Il regista Pawel Pawlikovski dedica il suo film alla capacità di "bramare", di desiderare ardentemente qualcosa, affrontando temi eterni come l'adolescenza e l'amore, il cambiamento e le scelte esistenziali radicali

MY SUMMER OF LOVE

12.04.2007 - Autore: Michela Saputi
Di Pawel Pawlikowski
con Nathalie Press e Emily Blunt

Un’estate d’amore può trasportare lontano, fuori dal mondo, e come un’iniziazione può cambiare una vita.
L’estate d’amore di Mona (Nathalie Press) è amara, graffiante, segnata dall’inevitabile incontro con Tasmin, una figura che gioca a manipolare le persone.

Sullo sfondo lo Yorkshire dell’ovest, tra il vuoto post industriale ed una natura stupefacente di montagne e brughiere arcaiche,  evoca l’atmosfera trascendentale ed indefinita di un luogo  mentale prima che fisico. Il confine, la frontiera, dove inscenare lo scontro tra l’adolescenza, la libertà sognata e la comunità chiusa e rigida, dominata da una setta di cristiani rinati che ha convinto il fratello di Mona, Phil (Paddy Considine), dopo un passato tormentato, a chiudere il pub dei genitori scomparsi per costruire un centro di preghiera e rimettere la sua anima a Dio.

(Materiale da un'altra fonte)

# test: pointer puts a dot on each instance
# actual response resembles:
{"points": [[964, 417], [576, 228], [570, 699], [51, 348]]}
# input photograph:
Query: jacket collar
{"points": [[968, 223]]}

Mona si ritrova sola a rifiutare un mondo che vuole cancellare le passioni, che sa nascondersi tracciando linee nette tra bene e male, e allora meglio schierarsi fuori, con tutto l’impeto dei suoi 16 anni. Quando incontra Tasmin (Emily Blunt), ricca e trasgressiva, riconosce in lei l’anima con cui condividere un amore ossessivo, assoluto, puro quanto malefico per il resto della comunità, che ha bisogno di salvarsi dal peccato.

Il regista Pawel Pawlikovski dedica il suo film alla capacità di “bramare”, di desiderare ardentemente qualcosa, affrontando temi eterni come l’adolescenza e l’amore, il cambiamento e le scelte esistenziali radicali.

Emozioni forti e complesse, corporeità ed erotismo sublimati dall’intensità dei personaggi, seguiti da una regia che privilegia la camera a mano, la sospensione dei tempi, lo slittamento allusivo dei piani, l’imprevedibilità della vita vissuta e l’improvvisazione, rivelando la bravura delle due giovani protagoniste.

Resta la sensazione di fondo di un vuoto esistenziale, il ricordo della assenza di verità affermative, di propositi risolutivi. Nessuna consolazione per lo spettatore, solo l’inquietudine della libertà.